Institute of Developmental Genetics, Helmholtz Zentrum München, German Research Center for Environmental Health GmbH, Neuherberg, Germany.
Blood. 2021 Apr 8;137(14):1932-1944. doi: 10.1182/blood.2020006871.
Vacuolar protein sorting 45 homolog (VPS45), a member of the Sec1/Munc18 (SM) family, has been implicated in the regulation of endosomal trafficking. VPS45 deficiency in human patients results in congenital neutropenia, bone marrow fibrosis, and extramedullary renal hematopoiesis. Detailed mechanisms of the VPS45 function are unknown. Here, we show an essential role of mammalian VPS45 in maintaining the intracellular organization of endolysosomal vesicles and promoting recycling of cell-surface receptors. Loss of VPS45 causes defective Rab5-to-Rab7 conversion resulting in trapping of cargos in early endosomes and impaired delivery to lysosomes. In this context, we demonstrate aberrant trafficking of the granulocyte colony-stimulating factor receptor in the absence of VPS45. Furthermore, we find that lack of VPS45 in mice is not compatible with embryonic development. Thus, we identify mammalian VPS45 as a critical regulator of trafficking through the endosomal system and early embryogenesis of mice.

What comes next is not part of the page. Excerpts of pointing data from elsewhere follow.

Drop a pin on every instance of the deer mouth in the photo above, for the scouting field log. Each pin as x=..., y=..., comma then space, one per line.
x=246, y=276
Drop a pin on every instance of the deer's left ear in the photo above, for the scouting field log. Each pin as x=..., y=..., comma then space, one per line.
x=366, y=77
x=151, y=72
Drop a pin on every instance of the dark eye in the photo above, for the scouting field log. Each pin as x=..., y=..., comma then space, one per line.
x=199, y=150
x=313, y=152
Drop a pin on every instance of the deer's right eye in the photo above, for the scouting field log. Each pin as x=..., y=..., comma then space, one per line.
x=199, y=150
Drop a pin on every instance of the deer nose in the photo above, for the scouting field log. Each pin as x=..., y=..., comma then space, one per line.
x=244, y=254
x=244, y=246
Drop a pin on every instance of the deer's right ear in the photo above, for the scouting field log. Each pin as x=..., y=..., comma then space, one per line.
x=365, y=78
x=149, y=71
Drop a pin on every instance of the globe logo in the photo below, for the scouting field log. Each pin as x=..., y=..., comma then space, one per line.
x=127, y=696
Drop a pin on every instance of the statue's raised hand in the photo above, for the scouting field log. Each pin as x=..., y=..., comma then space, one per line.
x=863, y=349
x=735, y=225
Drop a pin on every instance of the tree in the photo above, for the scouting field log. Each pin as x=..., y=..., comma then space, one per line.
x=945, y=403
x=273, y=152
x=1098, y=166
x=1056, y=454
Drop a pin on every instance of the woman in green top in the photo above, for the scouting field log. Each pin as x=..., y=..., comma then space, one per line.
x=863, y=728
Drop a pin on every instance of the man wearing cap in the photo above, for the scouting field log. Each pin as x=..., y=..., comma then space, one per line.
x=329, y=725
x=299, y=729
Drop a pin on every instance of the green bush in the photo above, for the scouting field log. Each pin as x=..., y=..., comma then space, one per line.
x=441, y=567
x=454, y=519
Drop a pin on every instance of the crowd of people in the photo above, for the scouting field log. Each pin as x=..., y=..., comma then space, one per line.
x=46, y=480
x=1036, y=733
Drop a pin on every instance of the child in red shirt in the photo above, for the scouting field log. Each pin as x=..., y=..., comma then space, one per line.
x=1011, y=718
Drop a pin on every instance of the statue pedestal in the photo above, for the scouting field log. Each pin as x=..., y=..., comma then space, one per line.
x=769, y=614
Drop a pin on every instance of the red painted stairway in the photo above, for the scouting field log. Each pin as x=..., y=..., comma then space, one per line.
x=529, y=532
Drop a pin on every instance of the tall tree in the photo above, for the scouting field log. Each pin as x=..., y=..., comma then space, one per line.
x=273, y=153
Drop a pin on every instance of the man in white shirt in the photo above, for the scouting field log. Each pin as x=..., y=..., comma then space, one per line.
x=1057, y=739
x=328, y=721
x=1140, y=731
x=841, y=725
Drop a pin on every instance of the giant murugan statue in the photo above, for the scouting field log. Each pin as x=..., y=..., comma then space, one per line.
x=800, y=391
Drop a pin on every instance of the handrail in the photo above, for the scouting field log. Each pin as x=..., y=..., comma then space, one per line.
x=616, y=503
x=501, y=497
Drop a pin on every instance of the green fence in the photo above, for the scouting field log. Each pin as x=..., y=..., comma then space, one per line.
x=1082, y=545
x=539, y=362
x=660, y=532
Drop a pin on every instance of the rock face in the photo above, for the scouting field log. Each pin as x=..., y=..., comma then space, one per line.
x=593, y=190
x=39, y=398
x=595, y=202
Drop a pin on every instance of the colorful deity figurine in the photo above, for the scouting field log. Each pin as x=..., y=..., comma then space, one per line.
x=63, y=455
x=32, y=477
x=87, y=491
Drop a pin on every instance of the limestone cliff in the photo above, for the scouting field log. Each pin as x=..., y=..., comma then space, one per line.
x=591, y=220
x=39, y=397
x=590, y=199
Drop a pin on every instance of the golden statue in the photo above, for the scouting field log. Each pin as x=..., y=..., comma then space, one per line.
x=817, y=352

液泡分选蛋白 45 同源物(VPS45)是 Sec1/Munc18(SM)家族的成员,它参与了内体运输的调节。人类患者中 VPS45 的缺乏会导致先天性中性粒细胞减少症、骨髓纤维化和骨髓外肾造血。VPS45 功能的详细机制尚不清楚。在这里,我们显示了哺乳动物 VPS45 在维持内溶酶体囊泡的细胞内组织和促进细胞表面受体的再循环方面的重要作用。VPS45 的缺失会导致 Rab5 到 Rab7 的转换缺陷,从而导致早期内体中的货物捕获,并损害向溶酶体的输送。在这种情况下,我们证明了 VPS45 缺失会导致粒细胞集落刺激因子受体的异常运输。此外,我们发现 VPS45 在小鼠中的缺乏与胚胎发育不相容。因此,我们确定哺乳动物 VPS45 是内体系统运输和小鼠早期胚胎发生的关键调节因子。